We’re already at the end of January and I’m beginning to sense that there is going to be a consistent theme for this blog in the year ahead (as Matt Shanahan predicted in our recent post) – Cyber Security, and today we look at how to protect our email using SPF (Sender Policy Framework).
The message we have pushed on this blog, and will continue to do so, is protect, protect, protect! Protect yourself, protect your network and protect your employees!
Today, we’re going to look at a new form of security protection, known as Hard-Fail SPF that targets spammers.
Down the years, I’m sure we have all been subject to an email trying to get our data, whether it be from a Bank (that you don’t even have an account with), a Government (of whom you’re not even a citizen of) or a Retailer (that you have never purchased anything from). In fact it was just yesterday when a member of the Stream team was informed he’d won big on the Lottery and all he had to was send his bank details to a lovely lady called Nancy – lucky him!
Hard-Fail SPF has been developed to counteract increasingly advanced spam security threats such as “Spear Phishing” or “Spoof Emails”. These are emails that appear to come from legitimate sources, however, a spammer is secretly hiding behind these in an attempt of gaining sensitive information such as financial data. These legitimate sources could be any of the aforementioned banks, governments or could even be someone from within your own organisation.

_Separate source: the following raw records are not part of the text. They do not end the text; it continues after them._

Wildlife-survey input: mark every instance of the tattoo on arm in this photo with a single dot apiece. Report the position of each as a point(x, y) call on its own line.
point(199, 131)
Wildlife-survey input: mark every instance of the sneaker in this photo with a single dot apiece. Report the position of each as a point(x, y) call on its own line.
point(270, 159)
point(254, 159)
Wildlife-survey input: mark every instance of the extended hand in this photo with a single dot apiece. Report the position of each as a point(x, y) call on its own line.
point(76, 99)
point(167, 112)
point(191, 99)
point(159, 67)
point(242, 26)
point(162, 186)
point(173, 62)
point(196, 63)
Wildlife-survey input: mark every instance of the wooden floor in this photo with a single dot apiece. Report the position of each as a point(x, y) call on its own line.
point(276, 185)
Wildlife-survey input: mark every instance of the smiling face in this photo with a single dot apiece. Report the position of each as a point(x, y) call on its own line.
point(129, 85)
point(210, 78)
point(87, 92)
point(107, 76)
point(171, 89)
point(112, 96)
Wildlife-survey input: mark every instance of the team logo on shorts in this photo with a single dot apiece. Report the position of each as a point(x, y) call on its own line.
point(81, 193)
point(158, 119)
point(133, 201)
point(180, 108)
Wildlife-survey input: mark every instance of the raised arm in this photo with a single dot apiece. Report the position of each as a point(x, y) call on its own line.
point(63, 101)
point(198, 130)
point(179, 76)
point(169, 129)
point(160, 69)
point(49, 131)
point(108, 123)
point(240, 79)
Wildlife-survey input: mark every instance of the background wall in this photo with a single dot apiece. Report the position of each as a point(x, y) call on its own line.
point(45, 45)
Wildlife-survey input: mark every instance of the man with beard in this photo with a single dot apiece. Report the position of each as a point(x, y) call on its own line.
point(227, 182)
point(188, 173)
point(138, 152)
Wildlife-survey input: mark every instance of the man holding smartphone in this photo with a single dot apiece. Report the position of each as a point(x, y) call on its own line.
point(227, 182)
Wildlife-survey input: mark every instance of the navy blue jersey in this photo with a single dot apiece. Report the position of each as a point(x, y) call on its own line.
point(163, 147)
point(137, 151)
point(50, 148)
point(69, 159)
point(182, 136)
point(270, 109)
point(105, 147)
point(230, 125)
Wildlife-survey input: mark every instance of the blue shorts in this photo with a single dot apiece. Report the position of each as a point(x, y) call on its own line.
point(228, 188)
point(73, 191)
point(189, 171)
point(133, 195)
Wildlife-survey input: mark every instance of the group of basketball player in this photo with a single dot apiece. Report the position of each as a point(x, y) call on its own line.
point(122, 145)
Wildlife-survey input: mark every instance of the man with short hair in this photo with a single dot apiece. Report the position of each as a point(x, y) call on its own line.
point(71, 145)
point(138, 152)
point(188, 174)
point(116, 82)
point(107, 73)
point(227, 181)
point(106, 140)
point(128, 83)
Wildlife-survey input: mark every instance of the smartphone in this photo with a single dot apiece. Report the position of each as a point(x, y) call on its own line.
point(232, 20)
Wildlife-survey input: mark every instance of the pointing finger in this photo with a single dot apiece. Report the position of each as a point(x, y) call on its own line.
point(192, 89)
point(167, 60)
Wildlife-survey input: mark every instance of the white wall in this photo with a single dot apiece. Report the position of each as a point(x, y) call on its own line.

The technology behind this is very clever and users won’t notice any impact on their system. Without blinding anyone with tech talk SPF is designed to validate the sending domain, for example @stream-networks.co.uk, against the sending email system or server. The two of these need to match in order for the email to be successfully delivered.
Whilst SPF has been about for a few years now, the latest development of Hard Fail SPF is designed to specifically target the advance in popularity of Spear Phishing and Spoof attacks.